Я не могу поверить в её наглость. А Локс, кажется, вовсе не спешит меня защищать:
– Не тот способ, к которому прибег бы я, но цвет лица к тебе действительно вернулся, – задумчиво произносит он, изучив меня взглядом и жестом предлагая взглянуть на самого себя в зеркале.
Он прав. И она права. Но никто из них об этом не узнает.
Ноги снова стоят крепко и не дрожат. Коротким кивком я даю согласие на начало экзекуции.

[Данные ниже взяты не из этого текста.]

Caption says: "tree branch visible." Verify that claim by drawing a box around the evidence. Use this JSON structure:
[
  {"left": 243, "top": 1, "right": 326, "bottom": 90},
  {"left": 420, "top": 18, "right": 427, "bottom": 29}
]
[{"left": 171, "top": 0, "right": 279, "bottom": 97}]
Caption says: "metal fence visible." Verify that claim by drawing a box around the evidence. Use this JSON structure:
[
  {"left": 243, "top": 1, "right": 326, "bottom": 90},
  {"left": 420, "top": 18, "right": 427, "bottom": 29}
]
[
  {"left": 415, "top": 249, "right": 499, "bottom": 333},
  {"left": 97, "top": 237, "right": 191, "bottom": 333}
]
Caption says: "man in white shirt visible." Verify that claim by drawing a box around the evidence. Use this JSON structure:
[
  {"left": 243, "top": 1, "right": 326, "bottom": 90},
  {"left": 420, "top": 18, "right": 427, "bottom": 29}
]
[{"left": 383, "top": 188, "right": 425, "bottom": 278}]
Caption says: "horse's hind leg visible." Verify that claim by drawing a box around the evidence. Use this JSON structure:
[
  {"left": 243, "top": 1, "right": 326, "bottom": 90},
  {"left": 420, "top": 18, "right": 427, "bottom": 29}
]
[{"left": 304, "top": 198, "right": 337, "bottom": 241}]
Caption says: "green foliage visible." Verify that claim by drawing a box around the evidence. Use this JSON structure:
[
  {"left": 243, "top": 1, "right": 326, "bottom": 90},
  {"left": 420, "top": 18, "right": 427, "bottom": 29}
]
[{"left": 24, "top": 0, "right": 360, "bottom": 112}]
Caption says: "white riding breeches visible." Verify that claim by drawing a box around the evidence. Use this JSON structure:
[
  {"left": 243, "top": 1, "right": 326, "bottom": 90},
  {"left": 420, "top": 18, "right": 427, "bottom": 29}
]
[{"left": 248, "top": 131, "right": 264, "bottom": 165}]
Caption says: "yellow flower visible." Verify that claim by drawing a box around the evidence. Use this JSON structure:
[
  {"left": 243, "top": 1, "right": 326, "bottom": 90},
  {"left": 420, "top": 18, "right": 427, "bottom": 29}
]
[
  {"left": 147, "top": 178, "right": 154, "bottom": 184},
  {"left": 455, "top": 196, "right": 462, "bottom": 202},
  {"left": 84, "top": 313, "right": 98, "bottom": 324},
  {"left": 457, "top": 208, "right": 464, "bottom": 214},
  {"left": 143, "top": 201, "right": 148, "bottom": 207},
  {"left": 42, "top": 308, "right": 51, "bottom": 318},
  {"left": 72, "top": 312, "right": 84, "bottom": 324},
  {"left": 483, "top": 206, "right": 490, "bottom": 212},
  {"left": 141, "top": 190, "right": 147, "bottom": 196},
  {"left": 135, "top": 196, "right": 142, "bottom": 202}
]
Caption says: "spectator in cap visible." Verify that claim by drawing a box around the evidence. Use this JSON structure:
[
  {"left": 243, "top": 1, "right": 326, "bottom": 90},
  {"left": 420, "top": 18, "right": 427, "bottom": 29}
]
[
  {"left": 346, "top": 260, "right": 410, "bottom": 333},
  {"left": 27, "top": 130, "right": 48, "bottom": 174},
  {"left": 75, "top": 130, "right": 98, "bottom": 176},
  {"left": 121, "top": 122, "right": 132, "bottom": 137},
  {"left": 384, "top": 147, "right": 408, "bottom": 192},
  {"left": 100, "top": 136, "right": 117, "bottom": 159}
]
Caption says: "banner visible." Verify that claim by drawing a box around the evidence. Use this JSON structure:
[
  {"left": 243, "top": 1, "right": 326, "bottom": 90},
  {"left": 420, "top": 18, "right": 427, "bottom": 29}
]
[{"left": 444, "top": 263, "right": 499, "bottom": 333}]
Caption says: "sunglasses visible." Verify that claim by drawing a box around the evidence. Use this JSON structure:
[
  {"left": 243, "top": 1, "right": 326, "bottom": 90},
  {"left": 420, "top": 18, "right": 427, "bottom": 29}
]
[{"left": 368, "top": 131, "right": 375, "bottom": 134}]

Юна кладёт свою левую руку мне на лоб, мгновенно охладив разгорячённую кожу ледяными протезами. Локс хватается тонкими пальцами за зеркальную линзу инкогнитора на моей голове и произносит:
– Итак, по моей команде, на счёт три. Готовы? Раз… два…
Три.
Я зажмуриваюсь, готовясь принять уже знакомую дозу нестерпимой боли, но вместо неё ощущаю… ровным счётом ничего. Осторожно приоткрываю один глаз, чтобы убедиться, что мой мозг всё ещё ютится в черепной коробке, а не растекается ошмётками по стенам гостиной Миреи. Вытянутая рука Юны, сияющее куском льда зеркало, сосредоточенный Локс, зажавший в кулаке мой инкогнитор.
Ошмётков не видно.
– Ну как, держишь? – спрашивает аполл Юну слегка дрожащим голосом.
– Да… – Её лицо напряжено, а глаза выжигают пол между нами. – Сейчас буду смотреть…

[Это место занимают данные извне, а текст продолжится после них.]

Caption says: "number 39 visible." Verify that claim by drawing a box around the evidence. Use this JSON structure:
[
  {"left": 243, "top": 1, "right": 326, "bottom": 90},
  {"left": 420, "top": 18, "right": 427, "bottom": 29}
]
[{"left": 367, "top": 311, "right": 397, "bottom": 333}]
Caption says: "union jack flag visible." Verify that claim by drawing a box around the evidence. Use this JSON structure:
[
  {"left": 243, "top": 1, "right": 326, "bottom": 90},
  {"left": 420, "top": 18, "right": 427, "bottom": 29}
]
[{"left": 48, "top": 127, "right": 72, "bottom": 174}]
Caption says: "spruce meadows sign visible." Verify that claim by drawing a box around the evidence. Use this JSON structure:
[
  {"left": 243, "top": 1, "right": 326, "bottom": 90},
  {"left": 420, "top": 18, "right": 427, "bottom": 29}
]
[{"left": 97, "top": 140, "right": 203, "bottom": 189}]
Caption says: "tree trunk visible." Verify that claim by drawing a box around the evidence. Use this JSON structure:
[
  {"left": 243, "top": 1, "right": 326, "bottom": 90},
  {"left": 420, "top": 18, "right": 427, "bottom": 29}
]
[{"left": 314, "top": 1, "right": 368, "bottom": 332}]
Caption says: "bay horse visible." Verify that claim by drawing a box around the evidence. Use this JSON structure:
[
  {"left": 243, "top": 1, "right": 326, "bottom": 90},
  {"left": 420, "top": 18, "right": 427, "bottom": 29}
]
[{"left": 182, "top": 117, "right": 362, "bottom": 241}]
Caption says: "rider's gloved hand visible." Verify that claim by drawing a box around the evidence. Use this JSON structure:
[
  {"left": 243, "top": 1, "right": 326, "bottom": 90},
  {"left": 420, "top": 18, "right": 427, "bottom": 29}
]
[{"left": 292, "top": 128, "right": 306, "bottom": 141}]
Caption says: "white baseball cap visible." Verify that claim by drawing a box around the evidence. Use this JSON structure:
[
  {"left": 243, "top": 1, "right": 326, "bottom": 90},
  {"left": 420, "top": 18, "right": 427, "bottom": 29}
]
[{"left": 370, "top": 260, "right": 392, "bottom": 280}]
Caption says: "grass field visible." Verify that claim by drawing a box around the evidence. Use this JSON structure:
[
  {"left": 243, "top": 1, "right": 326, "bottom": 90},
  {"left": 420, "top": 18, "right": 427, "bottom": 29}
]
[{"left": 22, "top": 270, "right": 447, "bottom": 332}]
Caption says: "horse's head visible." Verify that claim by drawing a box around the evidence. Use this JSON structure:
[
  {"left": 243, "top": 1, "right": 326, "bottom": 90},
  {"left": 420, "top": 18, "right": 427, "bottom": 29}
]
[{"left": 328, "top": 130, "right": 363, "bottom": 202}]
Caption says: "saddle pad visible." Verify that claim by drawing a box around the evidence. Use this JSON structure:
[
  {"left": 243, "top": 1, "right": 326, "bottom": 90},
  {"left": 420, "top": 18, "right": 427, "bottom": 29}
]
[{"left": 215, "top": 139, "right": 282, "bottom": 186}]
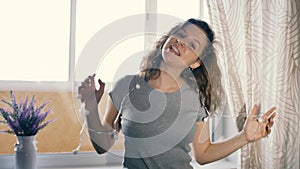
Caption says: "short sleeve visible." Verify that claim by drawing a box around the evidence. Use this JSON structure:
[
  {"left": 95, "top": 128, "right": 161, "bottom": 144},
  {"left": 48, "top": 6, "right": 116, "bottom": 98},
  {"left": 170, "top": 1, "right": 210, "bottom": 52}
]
[
  {"left": 196, "top": 106, "right": 208, "bottom": 122},
  {"left": 109, "top": 75, "right": 136, "bottom": 111}
]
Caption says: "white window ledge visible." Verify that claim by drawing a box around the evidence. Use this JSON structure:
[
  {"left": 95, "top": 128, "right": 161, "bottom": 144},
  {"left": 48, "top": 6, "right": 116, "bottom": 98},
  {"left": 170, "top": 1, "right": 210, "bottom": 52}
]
[{"left": 0, "top": 151, "right": 237, "bottom": 169}]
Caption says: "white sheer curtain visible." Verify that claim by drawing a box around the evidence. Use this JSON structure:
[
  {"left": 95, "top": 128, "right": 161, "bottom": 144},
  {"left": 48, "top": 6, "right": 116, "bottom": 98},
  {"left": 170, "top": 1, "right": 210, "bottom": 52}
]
[{"left": 206, "top": 0, "right": 300, "bottom": 168}]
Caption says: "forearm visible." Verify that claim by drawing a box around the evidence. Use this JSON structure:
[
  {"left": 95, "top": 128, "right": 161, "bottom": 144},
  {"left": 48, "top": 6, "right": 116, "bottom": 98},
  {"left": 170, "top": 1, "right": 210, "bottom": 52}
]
[
  {"left": 85, "top": 103, "right": 102, "bottom": 128},
  {"left": 194, "top": 130, "right": 249, "bottom": 164},
  {"left": 78, "top": 75, "right": 116, "bottom": 154},
  {"left": 85, "top": 103, "right": 115, "bottom": 154},
  {"left": 194, "top": 105, "right": 276, "bottom": 165}
]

Несколько секунд протекают без видимых изменений. Никто из нас не издаёт ни звука, и со стороны может показаться, что трио эксцентричных артистов вторглось в чей-то убикор и устроило принудительный перформанс, смысл которого даже им самим не до конца понятен.

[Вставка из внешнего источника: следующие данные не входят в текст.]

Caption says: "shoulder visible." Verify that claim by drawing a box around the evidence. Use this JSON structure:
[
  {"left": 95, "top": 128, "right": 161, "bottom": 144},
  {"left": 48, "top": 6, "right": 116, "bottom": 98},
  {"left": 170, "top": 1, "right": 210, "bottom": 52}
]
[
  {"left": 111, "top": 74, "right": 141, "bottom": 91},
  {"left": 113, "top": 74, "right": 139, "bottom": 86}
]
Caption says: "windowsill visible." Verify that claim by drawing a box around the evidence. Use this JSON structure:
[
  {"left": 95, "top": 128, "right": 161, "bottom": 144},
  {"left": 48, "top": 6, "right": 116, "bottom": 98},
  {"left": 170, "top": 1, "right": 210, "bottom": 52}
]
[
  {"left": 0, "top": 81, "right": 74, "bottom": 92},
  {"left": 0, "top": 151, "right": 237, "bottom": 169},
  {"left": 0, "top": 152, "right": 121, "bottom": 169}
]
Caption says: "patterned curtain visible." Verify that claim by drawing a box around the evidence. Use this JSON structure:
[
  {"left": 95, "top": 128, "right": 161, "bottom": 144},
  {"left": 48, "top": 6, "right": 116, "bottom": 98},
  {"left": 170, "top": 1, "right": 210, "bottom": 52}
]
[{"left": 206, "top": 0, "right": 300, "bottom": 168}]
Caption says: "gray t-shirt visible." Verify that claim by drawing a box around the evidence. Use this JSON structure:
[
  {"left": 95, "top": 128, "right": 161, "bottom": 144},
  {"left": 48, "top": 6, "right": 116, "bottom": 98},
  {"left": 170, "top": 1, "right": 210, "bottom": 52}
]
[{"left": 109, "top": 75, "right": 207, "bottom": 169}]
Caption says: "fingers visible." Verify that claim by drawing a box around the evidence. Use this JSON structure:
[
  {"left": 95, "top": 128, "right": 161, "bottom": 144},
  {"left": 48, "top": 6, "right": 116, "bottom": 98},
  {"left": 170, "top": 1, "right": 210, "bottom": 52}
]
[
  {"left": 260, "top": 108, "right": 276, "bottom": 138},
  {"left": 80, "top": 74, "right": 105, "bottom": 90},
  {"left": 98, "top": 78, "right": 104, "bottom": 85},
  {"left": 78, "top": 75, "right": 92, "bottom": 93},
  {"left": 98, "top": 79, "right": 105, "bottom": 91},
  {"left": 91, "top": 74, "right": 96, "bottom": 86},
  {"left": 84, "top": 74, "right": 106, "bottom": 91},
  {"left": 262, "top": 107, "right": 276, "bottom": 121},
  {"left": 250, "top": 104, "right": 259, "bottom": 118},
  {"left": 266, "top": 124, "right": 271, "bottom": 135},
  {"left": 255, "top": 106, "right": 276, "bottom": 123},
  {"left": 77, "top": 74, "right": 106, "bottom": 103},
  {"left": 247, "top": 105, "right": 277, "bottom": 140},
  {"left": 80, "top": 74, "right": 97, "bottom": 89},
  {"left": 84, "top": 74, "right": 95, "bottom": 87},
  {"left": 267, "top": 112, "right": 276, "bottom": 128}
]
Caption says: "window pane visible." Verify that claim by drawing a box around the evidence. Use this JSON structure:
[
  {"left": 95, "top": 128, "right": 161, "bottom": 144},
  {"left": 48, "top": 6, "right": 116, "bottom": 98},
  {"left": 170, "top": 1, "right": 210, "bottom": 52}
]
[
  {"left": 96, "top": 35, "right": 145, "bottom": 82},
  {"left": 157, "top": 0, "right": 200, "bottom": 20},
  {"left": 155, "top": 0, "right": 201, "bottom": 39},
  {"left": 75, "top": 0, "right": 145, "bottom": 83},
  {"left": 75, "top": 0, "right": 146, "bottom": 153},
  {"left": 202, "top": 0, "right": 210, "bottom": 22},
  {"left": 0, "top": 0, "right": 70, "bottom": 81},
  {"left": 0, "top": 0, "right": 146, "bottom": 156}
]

– Видишь что-нибудь? – тревожится Локс.
Юна молчит. А потом стиснутая в её пальцах помада начинает медленно скользить по гладкой поверхности зеркала. Поначалу кажется, что она просто бесцельно водит ей по стеклиду, вырисовывая лишённые смысла картинки, но постепенно я начинаю различать своеобразные иероглифы, а также отдельные цифры и линии целых графиков. Её рука ускоряется, и через минуту помада уже носится по зеркалу, как спортсмен-конькобежец. Локс едва сдерживает выпирающее из него ликование и даже по-дружески сжимает моё плечо, как бы говоря мне этим: «Так держать!», хотя как раз таки от меня в этой ситуации зависит не так уж и много.
Мой мозг оказывается щедр на гуляющие по нему данные, потому что, как бы Юна ни мельчила, свободное место на зеркале начинает неуклонно сокращаться. Тогда Локс жестом подзывает Мирею, и они вдвоём хватаются за раму зеркала и тянут его наверх, чтобы рука Юны не начала плясать по уже исписанной поверхности. Здесь как нельзя кстати пришёлся бы домашний робот, но Мирея отключила его ещё в день знакомства с Локсом, так что сейчас им приходится отдуваться вдвоём, прикладывая всю свою ограниченную человеческую силу, чтобы не дать зеркалу рухнуть и похоронить под осколками всё, ради чего данное мероприятие затевалось.